Amigos do Fingidor

segunda-feira, 1 de junho de 2009

Depois de tudo
Inácio Oliveira


Depois de tudo fica um pouco, imperecível em forma de memória. A memória carregada de coisas tocadas pelo inesquecível torna-se um deus poderoso. Fiquei a mercê de seus caprichos, até nunca saber ao certo se as coisas que eu lembro hoje aconteceram de verdade.

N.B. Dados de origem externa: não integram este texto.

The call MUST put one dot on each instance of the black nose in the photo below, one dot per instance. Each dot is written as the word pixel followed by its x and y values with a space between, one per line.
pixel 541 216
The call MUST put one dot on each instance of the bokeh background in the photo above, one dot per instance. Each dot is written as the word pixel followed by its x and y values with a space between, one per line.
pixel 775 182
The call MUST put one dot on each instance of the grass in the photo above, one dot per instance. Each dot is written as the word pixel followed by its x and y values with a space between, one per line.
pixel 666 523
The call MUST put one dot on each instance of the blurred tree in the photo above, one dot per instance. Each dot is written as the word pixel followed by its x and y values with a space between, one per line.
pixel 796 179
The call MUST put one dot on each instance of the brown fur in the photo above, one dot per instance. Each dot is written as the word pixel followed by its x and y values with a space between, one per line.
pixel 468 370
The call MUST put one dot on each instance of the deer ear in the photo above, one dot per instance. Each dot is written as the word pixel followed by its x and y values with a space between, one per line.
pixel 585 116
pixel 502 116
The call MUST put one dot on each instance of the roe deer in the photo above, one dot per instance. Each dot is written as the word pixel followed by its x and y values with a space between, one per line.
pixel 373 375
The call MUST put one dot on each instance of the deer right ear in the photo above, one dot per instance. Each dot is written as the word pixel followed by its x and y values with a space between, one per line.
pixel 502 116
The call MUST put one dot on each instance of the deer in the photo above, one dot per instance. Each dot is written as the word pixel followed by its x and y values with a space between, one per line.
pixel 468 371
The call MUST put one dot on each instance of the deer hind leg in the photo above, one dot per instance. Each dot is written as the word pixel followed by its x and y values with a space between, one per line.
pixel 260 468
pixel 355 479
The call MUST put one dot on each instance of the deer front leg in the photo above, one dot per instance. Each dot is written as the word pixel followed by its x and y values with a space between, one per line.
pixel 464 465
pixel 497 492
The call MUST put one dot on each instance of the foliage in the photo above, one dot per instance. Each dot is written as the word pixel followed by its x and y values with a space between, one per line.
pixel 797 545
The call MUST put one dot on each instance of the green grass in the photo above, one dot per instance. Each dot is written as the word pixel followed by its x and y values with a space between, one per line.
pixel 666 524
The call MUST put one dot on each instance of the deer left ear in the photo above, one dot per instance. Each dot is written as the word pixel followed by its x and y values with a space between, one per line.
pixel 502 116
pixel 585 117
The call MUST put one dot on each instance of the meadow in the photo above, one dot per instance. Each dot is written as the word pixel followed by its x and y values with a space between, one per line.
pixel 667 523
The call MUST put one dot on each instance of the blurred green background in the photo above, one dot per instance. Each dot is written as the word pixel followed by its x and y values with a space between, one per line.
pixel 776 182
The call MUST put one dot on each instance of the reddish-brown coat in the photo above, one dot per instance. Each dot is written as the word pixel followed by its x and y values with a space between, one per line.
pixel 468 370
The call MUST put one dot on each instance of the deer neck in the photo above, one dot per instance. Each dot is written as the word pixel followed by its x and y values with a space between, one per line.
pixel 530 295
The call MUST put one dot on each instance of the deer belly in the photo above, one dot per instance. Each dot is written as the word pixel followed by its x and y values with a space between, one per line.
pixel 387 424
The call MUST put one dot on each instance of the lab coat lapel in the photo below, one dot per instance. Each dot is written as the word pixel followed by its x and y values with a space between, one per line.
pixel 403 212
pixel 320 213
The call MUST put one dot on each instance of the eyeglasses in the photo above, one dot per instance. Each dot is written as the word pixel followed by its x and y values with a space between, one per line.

Depois de tudo a vida ficou surreal. Não lembro o dia em que vim parar aqui, só sei que foi depois de tudo... (faz tempo). Mas às vezes sinto como se tivesse nascido aqui e essas paredes fizessem parte da minha infância. Há uma janela em que é preciso ficar na ponta do pé para poder ver alguma coisa. É assim que eu vejo o mundo, por essa janelinha apertada. Quando faz muito sol, meus olhos ficam embaçados e eu vejo apenas sombras, alguns vultos de homens pequenos correndo pela manhã inteira. Acho que aquilo é uma escola e eu quase posso sentir o cheiro das escolas da minha vida; penso que todas as escolas do mundo têm o mesmo cheiro, aquele cheiro antigo da tia Eulália ensinando matemática. Do outro lado há um canto escuro como se estivesse constantemente anoitecendo, há um poente lento e longo e às vezes dói.

Vez em quando Dr. Rossi vem por aqui com sua lanterninha. Aperta minhas pálpebras e foca bem dentro das minhas pupilas, abre minha boca e enfia aquela luz doída dentro da minha garganta. Acho que ele pretende ver minha alma (desconfio que eu não tenha mais alma), em todo caso seria melhor se eles mandassem um padre, pastor, rabino ou coisa parecida. Aí o Dr. Rossi vai embora, parece frustrado como minha ausência de alma.

Outros vêm por aqui. Alguns que vêm, não sei se existem, outros sei que existem, mas nunca vêm (isso é muito louco). Existe o Nildo, o guardião. Ele me olha com um olhar distante. Distante, mas opressor, como se olhasse para mim e visse outra coisa, uma coisa que não gosta de ver.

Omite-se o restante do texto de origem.